Any day now, the Supreme Court will rule on whether same-sex married couples have the right to file joint federal tax returns. But Yale tax law professor Anne Alstott has me wondering whether the entire debate over the tax consequences of the Defense of Marriage Act is missing the point. In an upcoming paper for Yale’s Tax Law Review, she argues that it makes little sense to tie the Revenue Code so closely to formal marriage when so many people are in very different family relationships than they were even 40 years ago.

As Alstott notes, nearly half of American adults are now unmarried, 40 percent of children are born to unmarried parents, and labor force participation among married women is now very close to that of married men (thanks to the always-helpful Paul Caron at TaxProf blog for tipping me off to her paper). Ozzie and Harriet have been in reruns for half-a-century. So why even bother with the concept of joint tax filing?

Alstott borrows from Johns Hopkins University sociologist Andrew Cherlin, who calls the trend away from formal marriage “new individualism.” This, she says, “has rendered obsolete legal doctrines and policy analyses that treat formal marriage as a proxy for family life….Joint filing is no longer well-tailored to serve important social objectives.”

And, she adds, this argument applies whether one is a liberal who embraces the new individualism or a conservative who is offended by it.

Reframing the tax treatment of families in this way will help solve some problems and create some new ones. And Alstott isn’t so much arguing for a specific alternative to joint filing as urging tax wonks to consider the law in the context of social change.

While marriage may be sacred to many, there is nothing consecrated about joint filing. Only one-third of major developed countries use the mechanism. Besides, as my Tax Policy Center colleague Bob Williams has described, it doesn’t even necessarily reward marriage. For most households (typically where one spouse earns substantially more than the other) married couples enjoy a tax bonus. However, where the spouses earn roughly the same amount a couple could end up paying a penalty for tying the knot.

Congress created joint filing in 1948 in an attempt to solve a number of problems, including one where couples could game the law by artificially splitting reported income in a way that minimized their taxes.

Today’s system still struggles to resolve what lawyers and economists describe as a trilemma: The income tax cannot simultaneously maintain progressive rates, impose equal taxes on all couples earning the same amount, and be neutral between married and unmarried taxpayers. Something has to give.

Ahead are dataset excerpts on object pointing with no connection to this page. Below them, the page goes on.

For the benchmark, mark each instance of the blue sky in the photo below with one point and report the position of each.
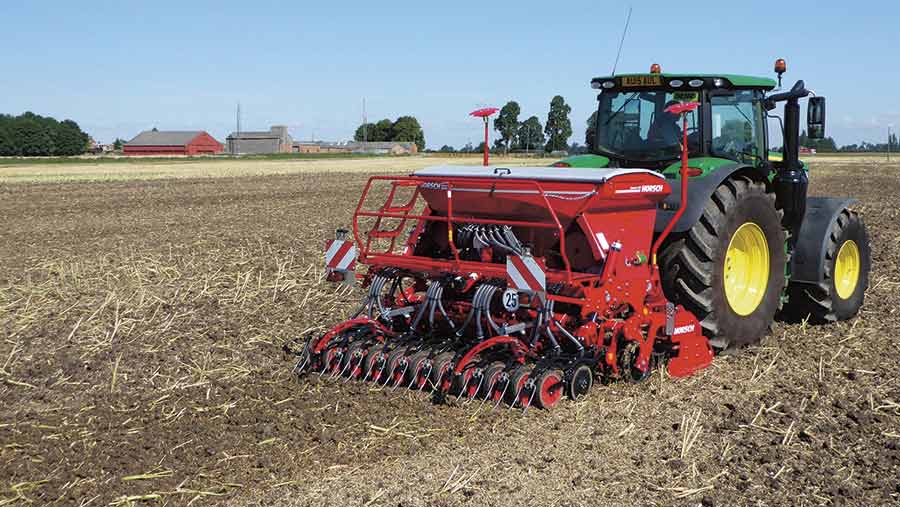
(121, 67)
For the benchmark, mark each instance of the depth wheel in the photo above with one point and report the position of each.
(418, 369)
(550, 386)
(517, 394)
(728, 269)
(374, 363)
(847, 264)
(492, 388)
(441, 369)
(354, 360)
(334, 359)
(628, 354)
(394, 371)
(581, 382)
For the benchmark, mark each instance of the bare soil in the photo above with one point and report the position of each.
(141, 325)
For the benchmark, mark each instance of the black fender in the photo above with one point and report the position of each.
(808, 261)
(699, 192)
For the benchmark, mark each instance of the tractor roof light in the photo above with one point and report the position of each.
(780, 66)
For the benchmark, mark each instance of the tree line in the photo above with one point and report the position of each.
(405, 129)
(32, 135)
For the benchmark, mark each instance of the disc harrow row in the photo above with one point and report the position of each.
(443, 368)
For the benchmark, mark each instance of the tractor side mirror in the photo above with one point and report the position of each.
(815, 118)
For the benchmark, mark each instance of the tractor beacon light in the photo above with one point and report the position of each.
(780, 68)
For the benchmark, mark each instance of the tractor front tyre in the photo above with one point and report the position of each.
(847, 261)
(728, 269)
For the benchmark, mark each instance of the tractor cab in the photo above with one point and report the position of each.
(633, 129)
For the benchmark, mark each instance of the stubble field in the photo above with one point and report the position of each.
(141, 324)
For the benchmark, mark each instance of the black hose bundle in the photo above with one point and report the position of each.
(500, 238)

But, Alstott argues, these concerns become less important if the tax code gets past the concept of marriage. In that environment, Congress could simply restore a system of individual filing for all combined with rules aimed at preventing gaming, such as sham transfers of assets from one spouse to another. With the right anti-abuse rules in place, the law need not bother distinguishing between couples who are formally married and those who are not.

Alternatively, Alstott says Congress could allow couples to file combined returns, whether they are married or not.

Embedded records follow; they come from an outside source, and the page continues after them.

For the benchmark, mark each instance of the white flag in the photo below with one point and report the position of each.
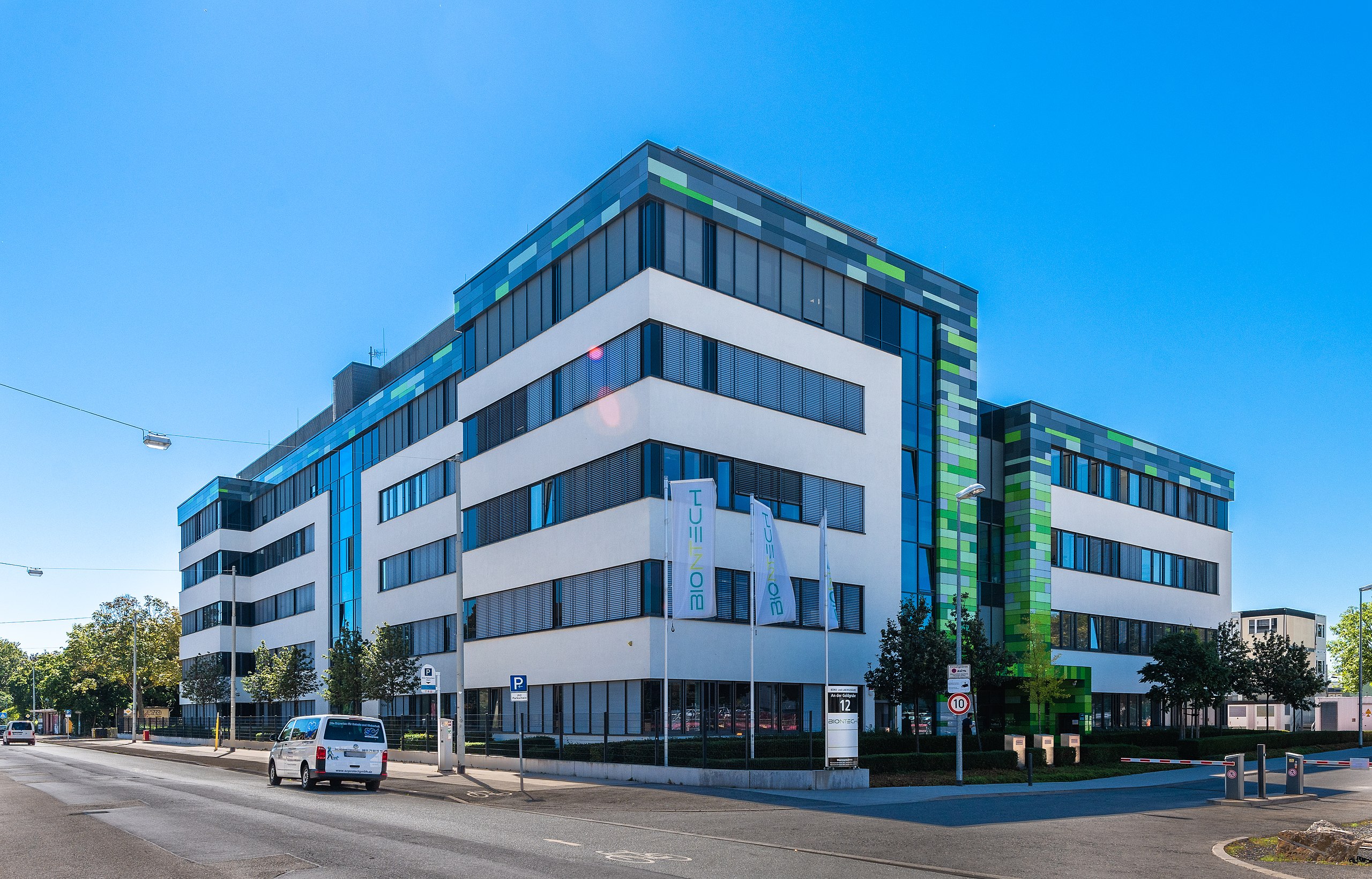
(694, 549)
(776, 597)
(826, 576)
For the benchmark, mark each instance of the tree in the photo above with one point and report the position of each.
(101, 652)
(1182, 671)
(389, 668)
(1283, 674)
(1344, 649)
(991, 663)
(344, 681)
(261, 683)
(1236, 661)
(913, 660)
(294, 675)
(205, 681)
(1043, 683)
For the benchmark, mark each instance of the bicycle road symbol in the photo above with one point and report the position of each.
(641, 858)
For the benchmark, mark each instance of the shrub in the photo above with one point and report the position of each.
(940, 762)
(1275, 740)
(1103, 755)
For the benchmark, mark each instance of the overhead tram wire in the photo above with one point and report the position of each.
(151, 440)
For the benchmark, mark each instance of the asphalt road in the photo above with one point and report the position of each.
(231, 823)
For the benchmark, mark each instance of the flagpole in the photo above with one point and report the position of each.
(825, 589)
(667, 623)
(752, 630)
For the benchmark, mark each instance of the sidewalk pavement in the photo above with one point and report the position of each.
(424, 778)
(892, 796)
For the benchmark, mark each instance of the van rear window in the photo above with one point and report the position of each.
(354, 731)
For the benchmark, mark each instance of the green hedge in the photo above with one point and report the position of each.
(934, 763)
(1160, 737)
(1102, 755)
(1277, 742)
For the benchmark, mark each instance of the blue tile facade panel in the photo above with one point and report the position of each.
(675, 178)
(353, 424)
(1110, 446)
(697, 187)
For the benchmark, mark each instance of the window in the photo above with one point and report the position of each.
(419, 490)
(282, 605)
(1134, 563)
(596, 597)
(1105, 480)
(638, 471)
(249, 564)
(680, 357)
(423, 563)
(1083, 631)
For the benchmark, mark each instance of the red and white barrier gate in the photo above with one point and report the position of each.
(1182, 763)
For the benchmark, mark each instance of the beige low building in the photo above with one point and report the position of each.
(1301, 627)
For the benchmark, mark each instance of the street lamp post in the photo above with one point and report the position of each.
(1364, 589)
(966, 494)
(460, 635)
(133, 719)
(234, 654)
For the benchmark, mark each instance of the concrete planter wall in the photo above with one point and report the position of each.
(695, 777)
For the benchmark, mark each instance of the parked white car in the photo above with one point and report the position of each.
(330, 748)
(18, 731)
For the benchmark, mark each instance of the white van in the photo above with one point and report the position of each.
(330, 748)
(20, 731)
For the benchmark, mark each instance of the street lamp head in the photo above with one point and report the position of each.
(972, 491)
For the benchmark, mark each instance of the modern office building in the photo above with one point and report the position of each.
(678, 321)
(1301, 627)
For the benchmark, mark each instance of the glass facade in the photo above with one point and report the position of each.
(910, 333)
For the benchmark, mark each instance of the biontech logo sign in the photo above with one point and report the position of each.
(694, 549)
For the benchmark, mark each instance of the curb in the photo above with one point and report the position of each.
(386, 789)
(1224, 856)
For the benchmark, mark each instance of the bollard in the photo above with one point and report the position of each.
(1295, 774)
(1234, 778)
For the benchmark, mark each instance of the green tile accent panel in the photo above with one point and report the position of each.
(567, 235)
(962, 343)
(885, 268)
(685, 191)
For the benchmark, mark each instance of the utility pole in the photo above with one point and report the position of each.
(460, 635)
(234, 654)
(133, 726)
(966, 494)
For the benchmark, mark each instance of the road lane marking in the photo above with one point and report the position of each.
(947, 871)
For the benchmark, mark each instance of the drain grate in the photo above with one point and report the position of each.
(99, 808)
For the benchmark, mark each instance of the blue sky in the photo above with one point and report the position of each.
(207, 209)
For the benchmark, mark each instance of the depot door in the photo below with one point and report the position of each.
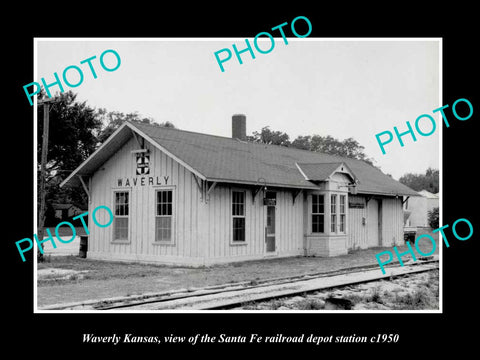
(374, 222)
(270, 228)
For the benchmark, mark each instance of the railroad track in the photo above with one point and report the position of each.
(232, 295)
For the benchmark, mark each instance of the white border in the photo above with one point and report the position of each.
(386, 39)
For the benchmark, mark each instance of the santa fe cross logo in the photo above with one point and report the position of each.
(143, 164)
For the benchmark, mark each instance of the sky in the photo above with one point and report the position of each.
(339, 87)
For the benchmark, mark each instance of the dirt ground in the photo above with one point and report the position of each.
(409, 292)
(93, 279)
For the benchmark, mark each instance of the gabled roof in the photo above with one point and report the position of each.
(323, 171)
(223, 159)
(428, 194)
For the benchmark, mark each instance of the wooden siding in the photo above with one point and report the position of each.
(202, 231)
(141, 246)
(288, 220)
(365, 236)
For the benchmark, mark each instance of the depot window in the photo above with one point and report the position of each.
(121, 216)
(318, 213)
(238, 216)
(164, 216)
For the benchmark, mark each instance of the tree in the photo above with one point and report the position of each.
(428, 181)
(113, 119)
(267, 136)
(72, 138)
(324, 144)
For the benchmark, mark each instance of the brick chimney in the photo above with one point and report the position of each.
(239, 127)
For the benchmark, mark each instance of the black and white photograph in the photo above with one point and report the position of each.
(242, 182)
(280, 199)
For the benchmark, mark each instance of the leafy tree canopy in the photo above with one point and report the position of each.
(325, 144)
(428, 181)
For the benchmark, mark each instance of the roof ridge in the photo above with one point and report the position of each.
(246, 142)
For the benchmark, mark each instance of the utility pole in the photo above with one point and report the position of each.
(43, 164)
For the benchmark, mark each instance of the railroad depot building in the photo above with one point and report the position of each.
(187, 198)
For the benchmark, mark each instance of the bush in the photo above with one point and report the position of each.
(433, 218)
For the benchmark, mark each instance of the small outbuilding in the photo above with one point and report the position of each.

In response to those anxious to preserve traditional marriage, she even suggests a package of refundable tax credits to encourage early marriage, discourage divorce, or even help subsidized stay-at-home moms. But none of these require joint filing either.

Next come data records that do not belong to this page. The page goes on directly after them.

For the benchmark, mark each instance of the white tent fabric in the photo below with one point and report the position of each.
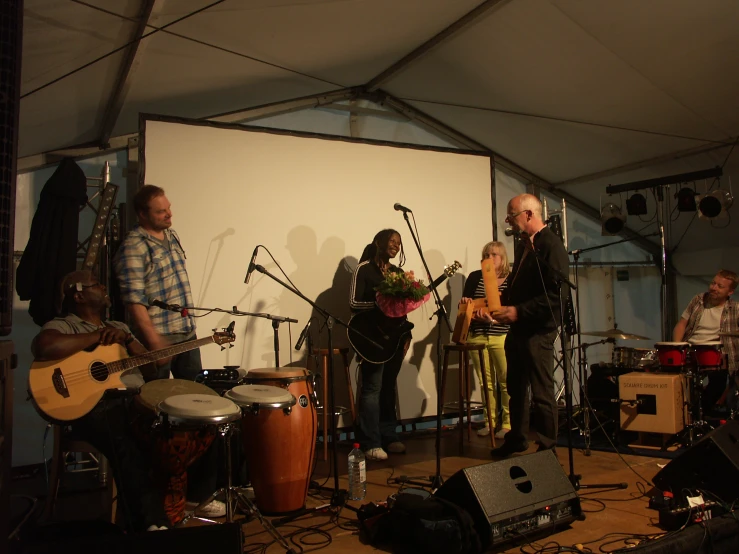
(579, 94)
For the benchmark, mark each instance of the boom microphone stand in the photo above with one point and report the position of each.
(562, 281)
(434, 481)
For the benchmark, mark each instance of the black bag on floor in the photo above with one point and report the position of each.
(419, 522)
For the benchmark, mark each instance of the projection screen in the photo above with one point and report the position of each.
(313, 203)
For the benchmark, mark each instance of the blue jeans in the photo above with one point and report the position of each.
(377, 419)
(183, 366)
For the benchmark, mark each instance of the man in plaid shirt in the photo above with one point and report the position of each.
(706, 316)
(150, 265)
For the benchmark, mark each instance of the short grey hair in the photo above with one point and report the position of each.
(532, 203)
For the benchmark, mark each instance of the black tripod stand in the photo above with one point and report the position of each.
(434, 481)
(562, 282)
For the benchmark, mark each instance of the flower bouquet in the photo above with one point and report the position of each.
(401, 293)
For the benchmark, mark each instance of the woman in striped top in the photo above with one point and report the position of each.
(483, 330)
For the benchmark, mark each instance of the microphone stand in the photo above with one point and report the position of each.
(434, 481)
(276, 320)
(339, 496)
(582, 354)
(562, 280)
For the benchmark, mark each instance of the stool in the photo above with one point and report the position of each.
(323, 353)
(465, 379)
(64, 445)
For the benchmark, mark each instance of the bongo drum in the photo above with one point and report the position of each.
(176, 422)
(279, 441)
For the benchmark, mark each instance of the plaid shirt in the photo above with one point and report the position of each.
(147, 271)
(729, 324)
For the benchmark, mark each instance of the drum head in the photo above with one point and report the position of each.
(262, 395)
(154, 392)
(199, 407)
(277, 373)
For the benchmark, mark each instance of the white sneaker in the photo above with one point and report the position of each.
(214, 509)
(375, 454)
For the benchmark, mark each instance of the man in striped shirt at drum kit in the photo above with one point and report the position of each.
(710, 326)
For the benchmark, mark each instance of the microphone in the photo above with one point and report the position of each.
(170, 307)
(303, 335)
(251, 264)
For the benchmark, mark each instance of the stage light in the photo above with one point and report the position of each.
(714, 204)
(612, 220)
(636, 205)
(686, 200)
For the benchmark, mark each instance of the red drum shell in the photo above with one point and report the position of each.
(708, 354)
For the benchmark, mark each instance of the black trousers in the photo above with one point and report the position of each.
(108, 428)
(531, 367)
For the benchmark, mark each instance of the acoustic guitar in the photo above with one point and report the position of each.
(67, 389)
(387, 332)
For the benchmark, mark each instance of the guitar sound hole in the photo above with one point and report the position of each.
(99, 371)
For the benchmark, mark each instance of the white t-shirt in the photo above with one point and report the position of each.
(707, 327)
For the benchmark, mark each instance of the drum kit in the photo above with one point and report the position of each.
(273, 409)
(694, 361)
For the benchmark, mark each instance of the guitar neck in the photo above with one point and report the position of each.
(149, 357)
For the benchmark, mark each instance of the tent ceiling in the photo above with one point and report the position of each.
(564, 88)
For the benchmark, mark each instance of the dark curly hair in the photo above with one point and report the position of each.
(379, 244)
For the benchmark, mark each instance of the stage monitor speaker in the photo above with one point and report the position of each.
(518, 496)
(711, 464)
(77, 537)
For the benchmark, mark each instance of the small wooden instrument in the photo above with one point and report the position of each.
(491, 303)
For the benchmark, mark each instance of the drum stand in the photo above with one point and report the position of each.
(236, 496)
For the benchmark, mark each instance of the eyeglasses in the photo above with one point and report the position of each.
(514, 216)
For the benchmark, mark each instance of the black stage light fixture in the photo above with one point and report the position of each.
(636, 205)
(612, 220)
(686, 200)
(714, 204)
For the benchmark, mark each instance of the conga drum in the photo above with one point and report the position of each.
(279, 441)
(176, 421)
(300, 383)
(673, 356)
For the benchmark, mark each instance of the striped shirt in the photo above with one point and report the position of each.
(480, 328)
(149, 269)
(729, 324)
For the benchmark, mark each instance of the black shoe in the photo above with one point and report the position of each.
(507, 449)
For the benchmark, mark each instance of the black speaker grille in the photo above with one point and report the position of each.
(11, 34)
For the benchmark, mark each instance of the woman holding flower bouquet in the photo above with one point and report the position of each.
(377, 418)
(483, 330)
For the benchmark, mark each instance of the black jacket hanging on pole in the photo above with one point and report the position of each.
(51, 251)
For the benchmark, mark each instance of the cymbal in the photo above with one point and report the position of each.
(615, 333)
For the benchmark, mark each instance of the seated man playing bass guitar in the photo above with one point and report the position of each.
(107, 426)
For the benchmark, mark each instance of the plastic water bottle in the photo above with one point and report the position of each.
(357, 474)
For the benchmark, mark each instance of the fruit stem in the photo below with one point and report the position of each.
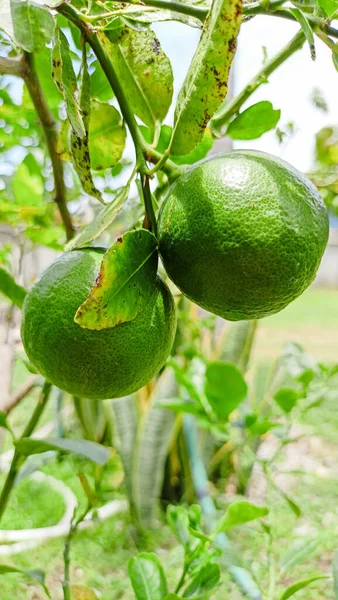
(18, 458)
(226, 111)
(149, 219)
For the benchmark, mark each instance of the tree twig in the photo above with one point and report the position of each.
(228, 110)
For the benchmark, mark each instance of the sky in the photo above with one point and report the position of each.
(290, 88)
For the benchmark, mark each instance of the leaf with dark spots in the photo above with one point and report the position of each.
(145, 70)
(80, 145)
(103, 220)
(125, 282)
(206, 82)
(107, 135)
(30, 27)
(65, 79)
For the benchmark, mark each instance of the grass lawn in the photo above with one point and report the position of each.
(311, 320)
(101, 553)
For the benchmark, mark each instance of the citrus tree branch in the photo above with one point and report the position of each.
(18, 458)
(228, 110)
(269, 10)
(11, 66)
(143, 151)
(50, 130)
(24, 67)
(197, 12)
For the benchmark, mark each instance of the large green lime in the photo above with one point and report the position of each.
(109, 363)
(242, 234)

Alstott goes a bit far when she says joint filing (as well as the spousal benefit in Social Security) tracks a social reality that ‘no longer exists.” After all, more than half of all adults are married and the trend line away from marriage has flattened somewhat in recent years. And who knows, perhaps like martinis, marriage will make a comeback.

But her paper makes a provocative and important argument. As we consider tax reform, we should not ignore how the Revenue Code applies in an environment of rapidly changing social norms. Isn’t that, after all, what the DOMA controversy is all about?